II. What does it mean to be connected to Jesus’ resurrection?
“We were therefore buried with him through baptism into death in order that, just as Christ was raised from the dead through the glory of the Father, we too may live a new life. If we have been united with him like this in his death, we will certainly also be united with him in his resurrection. … Now if we died with Christ, we believe that we will also live with him. For we know that since Christ was raised from the dead, he cannot die again; death no longer has mastery over him. The death he died, he died to sin once for all; but the life he lives, he lives to God.”
I pray that you and I look forward to the resurrection from the dead. It will happen. But this section from Romans tells us we don’t have to wait. We are raised now. Our Baptism connects us to the death of Christ. But our Baptism also connects us to his resurrection. Because he lives now, we live a new life in Christ.
Remember the two young men who had their debt paid for? They both experienced a resurrection, a new debt free life. One continued in that debt free life by avoiding debt. The other didn’t. He went back where he started. Remember what Paul said early on: “We died to sin.” Notice he doesn’t say, “sins,” plural. We died to “sin,” singular. He is not talking about individual sins we commit, but he is talking about the state of being sin. You can look at someone and say, “He is tall,” and another, “she has freckles.” When you look at a human, you can say he or she “is sin.” That’s who we are. That’s why individual sins come out of us.
But that is not who we are anymore. “We too may live a new life.” One young man got a taste of what it means to be debt free, so he wanted to stay debt free. That is a new life for him. Because of Christ, we taste of what it means to be sin free so we want to stay sin free.
“For we know that since Christ was raised from the dead, he cannot die again; death no longer has mastery over him. The death he died, he died to sin once for all; but the life he lives, he lives to God.” When Christ came to earth as a human, he was subject to death. I suppose someone could murder him—in fact they tried many times, but he didn’t allow it. Then he died on the cross for our sins and then rose from the dead. He no longer is and never will be subject to death again. So it is with us. Our baptism connects us to Jesus’ resurrection. There is no going back. We already died. Now it is time to live.

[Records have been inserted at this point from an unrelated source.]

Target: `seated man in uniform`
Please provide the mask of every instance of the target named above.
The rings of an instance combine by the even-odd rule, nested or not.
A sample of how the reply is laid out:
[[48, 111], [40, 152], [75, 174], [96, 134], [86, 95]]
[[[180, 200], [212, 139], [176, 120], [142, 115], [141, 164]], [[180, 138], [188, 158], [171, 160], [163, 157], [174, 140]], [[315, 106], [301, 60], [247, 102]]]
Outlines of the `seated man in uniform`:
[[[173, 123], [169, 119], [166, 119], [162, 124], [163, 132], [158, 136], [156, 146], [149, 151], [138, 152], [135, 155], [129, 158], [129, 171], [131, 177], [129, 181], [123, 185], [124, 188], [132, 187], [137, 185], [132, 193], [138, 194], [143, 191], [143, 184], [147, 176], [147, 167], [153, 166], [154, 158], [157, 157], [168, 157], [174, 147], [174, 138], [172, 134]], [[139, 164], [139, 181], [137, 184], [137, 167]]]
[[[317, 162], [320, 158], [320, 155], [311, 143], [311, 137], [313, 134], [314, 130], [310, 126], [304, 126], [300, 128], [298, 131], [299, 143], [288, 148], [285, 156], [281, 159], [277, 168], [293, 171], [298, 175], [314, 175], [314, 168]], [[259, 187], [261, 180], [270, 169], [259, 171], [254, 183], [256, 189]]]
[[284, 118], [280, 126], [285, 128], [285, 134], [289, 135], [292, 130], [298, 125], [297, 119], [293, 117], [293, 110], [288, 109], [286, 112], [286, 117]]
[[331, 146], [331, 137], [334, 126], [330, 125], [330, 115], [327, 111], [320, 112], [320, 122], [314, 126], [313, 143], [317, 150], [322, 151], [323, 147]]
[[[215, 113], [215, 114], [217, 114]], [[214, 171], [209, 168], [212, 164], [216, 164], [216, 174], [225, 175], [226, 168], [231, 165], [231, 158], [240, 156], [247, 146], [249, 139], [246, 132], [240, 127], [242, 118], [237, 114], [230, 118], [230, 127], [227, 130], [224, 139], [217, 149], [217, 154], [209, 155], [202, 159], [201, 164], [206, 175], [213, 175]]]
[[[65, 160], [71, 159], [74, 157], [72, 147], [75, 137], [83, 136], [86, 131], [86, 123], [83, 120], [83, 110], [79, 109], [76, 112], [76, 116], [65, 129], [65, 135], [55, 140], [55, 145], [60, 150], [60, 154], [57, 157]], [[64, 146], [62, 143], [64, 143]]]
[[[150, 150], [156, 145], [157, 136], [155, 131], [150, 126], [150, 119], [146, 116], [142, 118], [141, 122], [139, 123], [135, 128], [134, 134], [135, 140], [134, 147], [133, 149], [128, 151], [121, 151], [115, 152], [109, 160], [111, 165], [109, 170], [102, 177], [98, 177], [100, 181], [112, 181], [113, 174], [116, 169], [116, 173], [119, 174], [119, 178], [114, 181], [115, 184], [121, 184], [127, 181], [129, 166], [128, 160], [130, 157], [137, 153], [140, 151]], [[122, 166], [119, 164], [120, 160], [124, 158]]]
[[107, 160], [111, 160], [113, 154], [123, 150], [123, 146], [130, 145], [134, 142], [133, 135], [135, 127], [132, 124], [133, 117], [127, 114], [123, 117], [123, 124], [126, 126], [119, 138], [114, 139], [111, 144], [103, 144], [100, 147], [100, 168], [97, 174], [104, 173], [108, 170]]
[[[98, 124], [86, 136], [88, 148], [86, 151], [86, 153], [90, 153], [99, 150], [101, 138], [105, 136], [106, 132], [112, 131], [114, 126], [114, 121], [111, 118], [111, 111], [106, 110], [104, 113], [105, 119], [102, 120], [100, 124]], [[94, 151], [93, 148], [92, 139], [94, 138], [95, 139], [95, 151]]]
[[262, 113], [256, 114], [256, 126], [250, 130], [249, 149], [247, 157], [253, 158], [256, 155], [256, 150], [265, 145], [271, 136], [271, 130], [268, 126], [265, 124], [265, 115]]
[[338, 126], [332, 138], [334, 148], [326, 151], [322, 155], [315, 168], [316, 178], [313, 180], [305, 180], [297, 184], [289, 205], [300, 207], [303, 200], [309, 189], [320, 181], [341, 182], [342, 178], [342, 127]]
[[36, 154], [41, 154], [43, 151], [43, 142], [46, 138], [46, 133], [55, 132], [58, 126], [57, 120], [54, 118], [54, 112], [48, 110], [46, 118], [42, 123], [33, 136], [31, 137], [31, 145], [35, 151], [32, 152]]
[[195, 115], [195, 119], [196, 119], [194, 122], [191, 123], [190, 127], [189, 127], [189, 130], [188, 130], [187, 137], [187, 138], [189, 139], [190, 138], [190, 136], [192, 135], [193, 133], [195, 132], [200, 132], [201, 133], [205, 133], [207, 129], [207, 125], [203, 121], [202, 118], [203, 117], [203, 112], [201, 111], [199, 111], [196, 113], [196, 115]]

What will this look in your life? The truth is, we still must deal with sin. It is all around us. It is still in our heart. Yes, it is true, we died to sin with Christ. So how can it still be lurking in us? I like how Luther explained it. He says we should drown our sinful nature in our Baptism water. But when we do, we will notice he knows how to swim. In heaven you will never have to ask yourself, “Is this sinful or not?” because our sinful nature will be gone. But it is still here today. The key is daily repentance, that daily looking at your life to see where sin exists and asking God to forgive you. Daily dying and rising. Daily drowning the sinful nature in your Baptism water and daily rising to a new life in Christ.
Where is your Baptism certificate? When you get a chance, look at it. That certificate is not a license, like a driver’s license, to go ahead and commit sin. Instead, it is a death certificate telling you the day you died with Christ and died to sin. It is also a birth certificate as it tells you when you were born again and made alive in Christ. Christ has canceled your debt. Do you enjoy a debt free life? Then, “…count yourselves dead to sin but alive to God in Christ Jesus.” Amen.